Dan hendaklah kamu tetap di rumah dan janganlah kamu berhias dan bertingkah laku seperti orang-orang Jahiliyah yang dahulu dan dirikanlan shalat, tunaikanlah zakatdan taatilah Allah dan Rasulnya.  (Qs. Al-Ahzab: 33)

Sedangkan ayat sebelumnya (Al-Ahzab: 32) berbunyi :

يَا نِسَاء النَّبِيِّ لَسْتُنَّ كَأَحَدٍ مِّنَ النِّسَاء إِنِ اتَّقَيْتُنَّ فَلَا تَخْضَعْنَ بِالْقَوْلِ فَيَطْمَعَالَّذِيفِي قَلْبِهِمَرَضٌ وَقُلْنَ قَوْلاً مَّعْرُوفاً)الأحزاب : 32)

Artinya:

Hai istri-istri Nabi, kamu sekalian tidaklah seperti wanita yang lain.
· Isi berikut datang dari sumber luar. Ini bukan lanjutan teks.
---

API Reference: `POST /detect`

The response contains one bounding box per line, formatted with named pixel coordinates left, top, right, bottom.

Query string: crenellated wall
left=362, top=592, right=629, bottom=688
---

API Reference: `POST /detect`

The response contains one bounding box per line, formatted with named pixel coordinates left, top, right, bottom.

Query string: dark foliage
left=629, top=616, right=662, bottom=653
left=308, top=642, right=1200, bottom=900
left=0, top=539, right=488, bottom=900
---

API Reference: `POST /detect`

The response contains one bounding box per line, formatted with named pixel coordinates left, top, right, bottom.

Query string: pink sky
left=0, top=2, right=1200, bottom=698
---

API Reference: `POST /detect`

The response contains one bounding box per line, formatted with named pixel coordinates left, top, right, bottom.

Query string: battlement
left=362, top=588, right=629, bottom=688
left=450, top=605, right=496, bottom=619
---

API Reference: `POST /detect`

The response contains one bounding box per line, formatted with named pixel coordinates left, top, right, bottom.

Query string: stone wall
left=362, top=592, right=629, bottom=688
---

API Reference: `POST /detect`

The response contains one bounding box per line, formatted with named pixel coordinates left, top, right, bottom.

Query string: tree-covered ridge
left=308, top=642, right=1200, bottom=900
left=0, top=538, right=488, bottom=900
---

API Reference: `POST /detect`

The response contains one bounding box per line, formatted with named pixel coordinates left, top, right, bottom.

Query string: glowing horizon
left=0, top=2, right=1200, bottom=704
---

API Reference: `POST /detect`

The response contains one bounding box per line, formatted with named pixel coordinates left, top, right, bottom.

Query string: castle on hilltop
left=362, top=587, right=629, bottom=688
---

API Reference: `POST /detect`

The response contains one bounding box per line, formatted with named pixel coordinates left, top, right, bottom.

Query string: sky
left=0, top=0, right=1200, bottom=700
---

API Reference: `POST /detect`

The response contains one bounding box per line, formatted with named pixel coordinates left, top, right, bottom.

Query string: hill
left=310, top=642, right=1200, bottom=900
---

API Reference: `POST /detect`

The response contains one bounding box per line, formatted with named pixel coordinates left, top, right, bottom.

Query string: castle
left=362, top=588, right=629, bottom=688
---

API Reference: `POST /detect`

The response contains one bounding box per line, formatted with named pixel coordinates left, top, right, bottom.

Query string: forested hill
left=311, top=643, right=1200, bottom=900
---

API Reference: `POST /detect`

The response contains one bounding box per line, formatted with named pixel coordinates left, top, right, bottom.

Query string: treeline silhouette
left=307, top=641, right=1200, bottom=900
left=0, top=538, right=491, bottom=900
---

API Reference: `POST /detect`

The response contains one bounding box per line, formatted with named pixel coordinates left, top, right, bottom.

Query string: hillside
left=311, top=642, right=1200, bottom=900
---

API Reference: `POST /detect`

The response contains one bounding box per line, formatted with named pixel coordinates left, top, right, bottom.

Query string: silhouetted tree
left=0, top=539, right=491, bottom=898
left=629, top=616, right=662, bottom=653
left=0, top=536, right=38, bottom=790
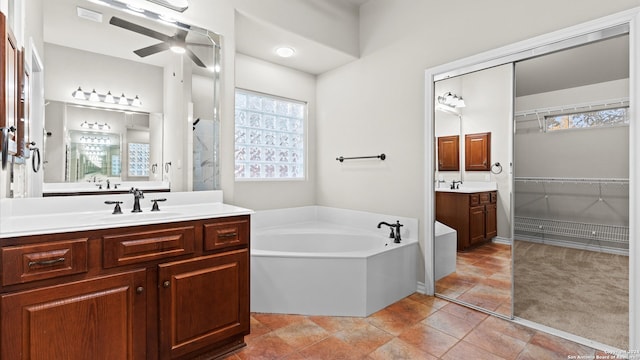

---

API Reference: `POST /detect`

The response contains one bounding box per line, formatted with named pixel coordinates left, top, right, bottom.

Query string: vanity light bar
left=71, top=86, right=142, bottom=107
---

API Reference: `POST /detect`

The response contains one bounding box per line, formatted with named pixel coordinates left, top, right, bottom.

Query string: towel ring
left=491, top=162, right=502, bottom=174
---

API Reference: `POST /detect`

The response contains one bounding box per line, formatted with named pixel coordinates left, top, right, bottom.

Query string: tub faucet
left=129, top=188, right=144, bottom=212
left=378, top=220, right=404, bottom=244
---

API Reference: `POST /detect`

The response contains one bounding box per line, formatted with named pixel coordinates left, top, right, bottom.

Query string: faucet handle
left=151, top=199, right=167, bottom=211
left=104, top=200, right=122, bottom=214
Jika kamu bertakwa, maka janganlah kamu tunduk dalm berbicara sehingga berkeinginanlah orang yang ada penyakit dalam hatinya dan ucapkanlah perkataan yang baik.

Sedangkan terhadap argumen syi’ah mengenai ayat 23 surah asy-syura’, Ahlu Sunnah mengatakan, masalh kekeluargaan sangat berbeda dengan masalah ijtihad, karena keduanya dua variabel yang berbeda. Adapun mengenai “adat al-qashr innama”, fungsinya bukan untuk membatasi yang dimaksud hanya pada keempat orang tersebut, tetapi untuk menegaskan pembersihan ahl al-bayt secara keseluruhan dari tuduhan bohong dan kejahatan.